Haruo Nakajima was a stunt actor in samurai films when he was approached to take the role of Godzilla, which may be Japan's most successful cultural export. Some fans prefer Nakajima's version over some Hollywood depictions which they say make the fire-breathing lizard an evil-looking animal.

Japanese actor Haruo Nakajima speaks behind a gold statue of Godzilla at an exhibition in Tokyo in 2014.AFP - Getty Images

Vivacious and energetic in a 2014 interview with The Associated Press, Nakajima said he invented the character from scratch, and developed it by going to a zoo to study how elephants and bears moved. He said it was important to show the pathos of the creature, which could only smash everything in its way.

"If Godzilla can't walk properly, it's nothing but a freak show," he said at his suburban Tokyo apartment, proudly sitting among sepia-toned photos of him as a young man and Godzilla figures.

He recalled that the rubber suit he wore was so hot, especially under the glaring lights of the movie set, that the sweat he wrung from his shirt would fill half a bucket.

In the original movie, directed by Ishiro Honda with an unforgettable score by Akira Ifukube, Godzilla surfaces from the Pacific Ocean suddenly, a mutation as a result of nuclear testing in the area.

Godzilla, 1954
Godzilla in the 1954 film.Courtesy of Everett Collection

The Toho classic, which went on to become a mega-series and inspired Hollywood spinoffs, struck a chord with postwar Japan, the only nation in the world to suffer atomic bombing, in Hiroshima and Nagasaki in the closing days of World War II.

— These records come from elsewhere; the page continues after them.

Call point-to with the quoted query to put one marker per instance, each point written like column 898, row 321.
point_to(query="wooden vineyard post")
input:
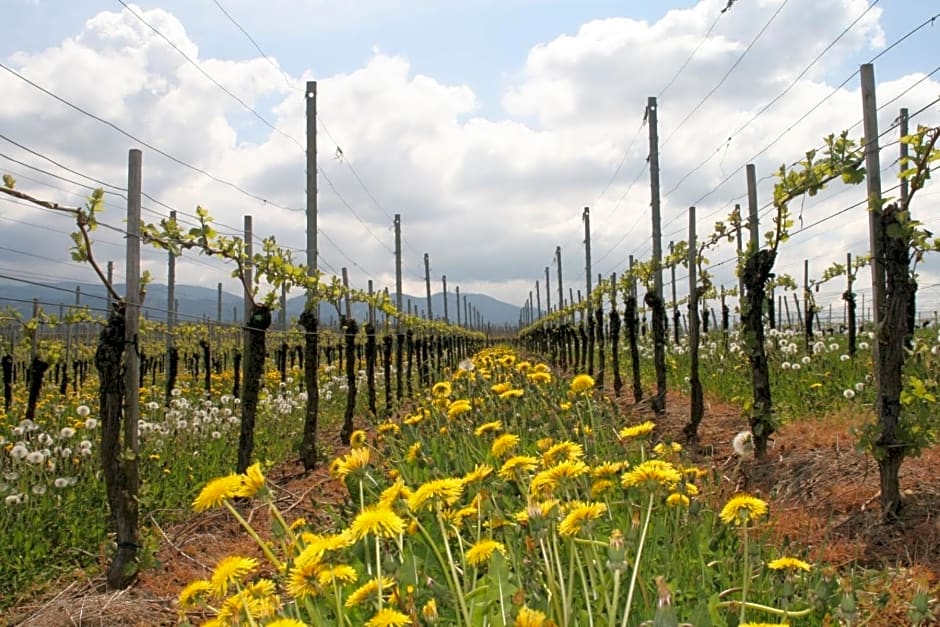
column 654, row 297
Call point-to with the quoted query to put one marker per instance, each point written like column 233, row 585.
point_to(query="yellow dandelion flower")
column 358, row 438
column 388, row 427
column 458, row 407
column 446, row 491
column 742, row 509
column 566, row 450
column 504, row 444
column 494, row 426
column 388, row 617
column 482, row 550
column 582, row 383
column 302, row 579
column 637, row 431
column 608, row 469
column 784, row 563
column 429, row 611
column 479, row 473
column 455, row 517
column 336, row 466
column 499, row 388
column 677, row 500
column 663, row 450
column 543, row 444
column 286, row 622
column 548, row 479
column 530, row 618
column 230, row 570
column 337, row 574
column 601, row 487
column 237, row 606
column 252, row 481
column 194, row 593
column 441, row 389
column 580, row 515
column 653, row 471
column 414, row 419
column 217, row 491
column 377, row 521
column 369, row 590
column 539, row 377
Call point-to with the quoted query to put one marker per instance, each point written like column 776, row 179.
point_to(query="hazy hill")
column 197, row 303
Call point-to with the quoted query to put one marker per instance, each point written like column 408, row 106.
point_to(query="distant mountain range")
column 198, row 303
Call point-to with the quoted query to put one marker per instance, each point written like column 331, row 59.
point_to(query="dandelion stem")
column 766, row 608
column 636, row 562
column 378, row 570
column 254, row 536
column 561, row 579
column 747, row 578
column 612, row 607
column 584, row 585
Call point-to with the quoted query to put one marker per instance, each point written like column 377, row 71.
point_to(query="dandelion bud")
column 429, row 611
column 616, row 552
column 743, row 445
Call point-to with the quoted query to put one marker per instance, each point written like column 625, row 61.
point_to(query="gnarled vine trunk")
column 615, row 349
column 258, row 323
column 658, row 307
column 890, row 450
column 757, row 271
column 308, row 446
column 121, row 478
column 629, row 315
column 350, row 328
column 37, row 371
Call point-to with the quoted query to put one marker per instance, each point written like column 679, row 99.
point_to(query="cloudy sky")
column 487, row 124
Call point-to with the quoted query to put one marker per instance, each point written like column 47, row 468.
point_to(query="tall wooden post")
column 752, row 219
column 170, row 296
column 548, row 293
column 311, row 119
column 427, row 284
column 132, row 321
column 651, row 119
column 249, row 275
column 538, row 301
column 873, row 177
column 398, row 296
column 656, row 303
column 444, row 282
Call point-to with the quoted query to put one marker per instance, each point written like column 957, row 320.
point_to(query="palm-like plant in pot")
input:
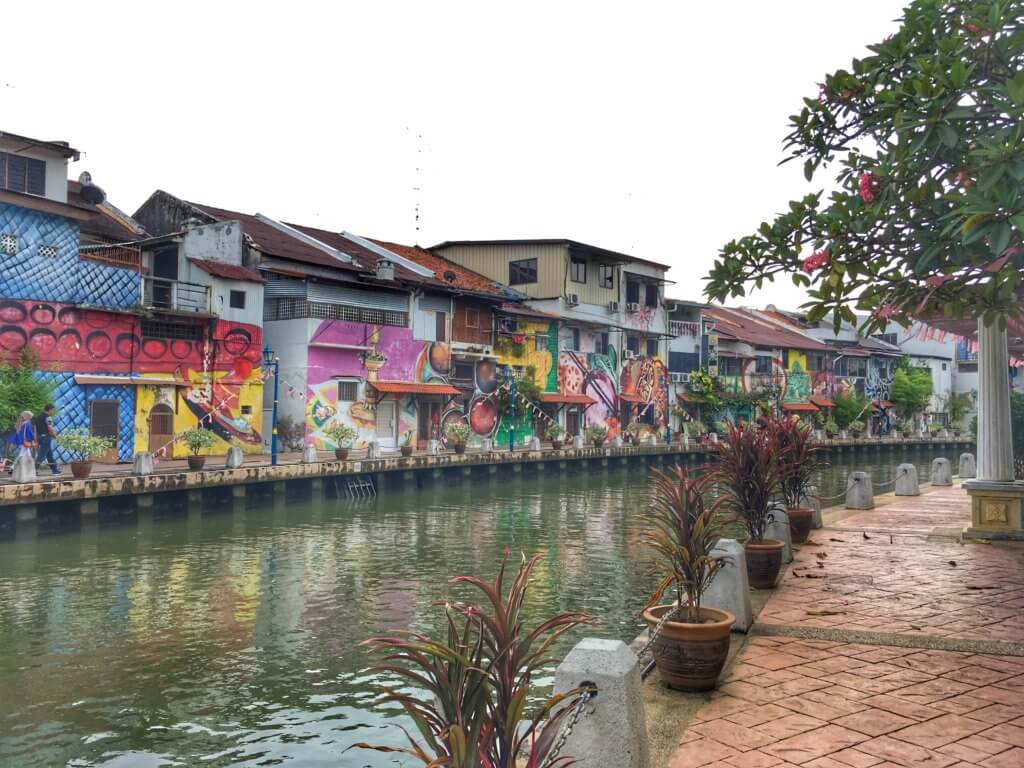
column 198, row 439
column 692, row 645
column 343, row 436
column 798, row 461
column 467, row 694
column 748, row 469
column 85, row 448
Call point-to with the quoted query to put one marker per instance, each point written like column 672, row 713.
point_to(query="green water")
column 232, row 638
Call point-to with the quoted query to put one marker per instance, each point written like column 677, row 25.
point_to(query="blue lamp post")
column 270, row 359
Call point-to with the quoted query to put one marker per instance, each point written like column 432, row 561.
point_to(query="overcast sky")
column 650, row 128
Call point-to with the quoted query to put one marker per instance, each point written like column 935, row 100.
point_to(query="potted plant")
column 197, row 439
column 693, row 644
column 458, row 433
column 343, row 436
column 555, row 433
column 798, row 460
column 467, row 690
column 748, row 469
column 85, row 446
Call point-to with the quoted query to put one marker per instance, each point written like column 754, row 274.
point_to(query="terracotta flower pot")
column 801, row 520
column 81, row 470
column 690, row 656
column 764, row 560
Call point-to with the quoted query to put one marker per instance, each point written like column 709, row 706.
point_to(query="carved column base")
column 996, row 510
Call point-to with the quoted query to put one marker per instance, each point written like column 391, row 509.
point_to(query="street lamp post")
column 270, row 359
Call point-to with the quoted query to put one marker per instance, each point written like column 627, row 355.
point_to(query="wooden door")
column 387, row 423
column 103, row 423
column 161, row 427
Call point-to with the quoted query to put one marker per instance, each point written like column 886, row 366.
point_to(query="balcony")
column 159, row 293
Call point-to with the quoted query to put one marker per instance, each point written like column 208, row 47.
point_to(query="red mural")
column 83, row 340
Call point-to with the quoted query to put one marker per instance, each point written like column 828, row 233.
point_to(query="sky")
column 649, row 128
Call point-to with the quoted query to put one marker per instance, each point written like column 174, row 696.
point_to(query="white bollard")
column 25, row 469
column 942, row 473
column 778, row 529
column 730, row 589
column 859, row 492
column 612, row 728
column 968, row 467
column 142, row 464
column 235, row 458
column 906, row 480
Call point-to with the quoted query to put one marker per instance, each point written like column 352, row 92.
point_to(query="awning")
column 800, row 407
column 566, row 399
column 413, row 387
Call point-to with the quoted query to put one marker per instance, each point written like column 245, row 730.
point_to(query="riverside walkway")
column 889, row 642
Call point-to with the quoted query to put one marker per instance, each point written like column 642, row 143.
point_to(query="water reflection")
column 233, row 638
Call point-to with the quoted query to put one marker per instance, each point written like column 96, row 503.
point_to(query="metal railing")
column 160, row 293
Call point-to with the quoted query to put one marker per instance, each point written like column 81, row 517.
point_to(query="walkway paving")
column 902, row 647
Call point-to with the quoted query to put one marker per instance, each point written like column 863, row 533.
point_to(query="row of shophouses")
column 153, row 323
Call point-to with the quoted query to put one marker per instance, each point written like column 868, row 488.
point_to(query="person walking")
column 47, row 437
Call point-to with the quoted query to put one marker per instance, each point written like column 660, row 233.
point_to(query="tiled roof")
column 744, row 326
column 227, row 271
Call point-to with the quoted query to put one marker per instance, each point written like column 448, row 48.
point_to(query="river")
column 233, row 638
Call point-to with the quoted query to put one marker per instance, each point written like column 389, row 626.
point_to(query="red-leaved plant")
column 749, row 470
column 474, row 686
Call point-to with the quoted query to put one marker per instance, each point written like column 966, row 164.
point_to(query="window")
column 348, row 390
column 578, row 270
column 632, row 292
column 522, row 271
column 23, row 174
column 651, row 295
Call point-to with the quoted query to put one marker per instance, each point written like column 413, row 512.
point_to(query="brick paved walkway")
column 806, row 695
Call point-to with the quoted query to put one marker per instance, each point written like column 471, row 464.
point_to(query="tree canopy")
column 925, row 142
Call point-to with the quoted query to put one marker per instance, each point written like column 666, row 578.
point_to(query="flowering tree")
column 927, row 140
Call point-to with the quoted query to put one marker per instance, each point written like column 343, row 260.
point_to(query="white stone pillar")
column 995, row 451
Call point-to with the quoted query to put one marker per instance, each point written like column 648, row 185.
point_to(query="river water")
column 233, row 638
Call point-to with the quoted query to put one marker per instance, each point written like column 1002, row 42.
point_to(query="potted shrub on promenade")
column 197, row 440
column 556, row 434
column 85, row 448
column 468, row 692
column 691, row 646
column 747, row 468
column 798, row 461
column 343, row 436
column 458, row 433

Nakajima said the theme of his Godzilla was grand and complex, addressing universal human problems, as it spoke to a Japan that still remembered wartime suffering.

"It's not some cowboy movie," he said.

Although recent Godzilla films use computer graphics, the latest Japanese Godzilla remake, released last year, went back to using a human actor, Mansai Nomura, a specialist in the traditional theater of Kyogen. His movements were duplicated on the screen through "motion capture" technology.

Image: Godzilla memorabilia is displayed in the home of actor Haruo Nakajima
Godzilla memorabilia is displayed in the home of actor Haruo Nakajima in Sagamihara, Japan on April 28, 2014.Junji Kurokawa / AP file

Until recently, Nakajima had continued to be a star guest at festivals and events. He had been scheduled to be featured at the Tokyo International Film Festival in October.

"I am the original, the real thing," he said in 2014. "My Godzilla was the best."

A funeral is to be held for family and close friends.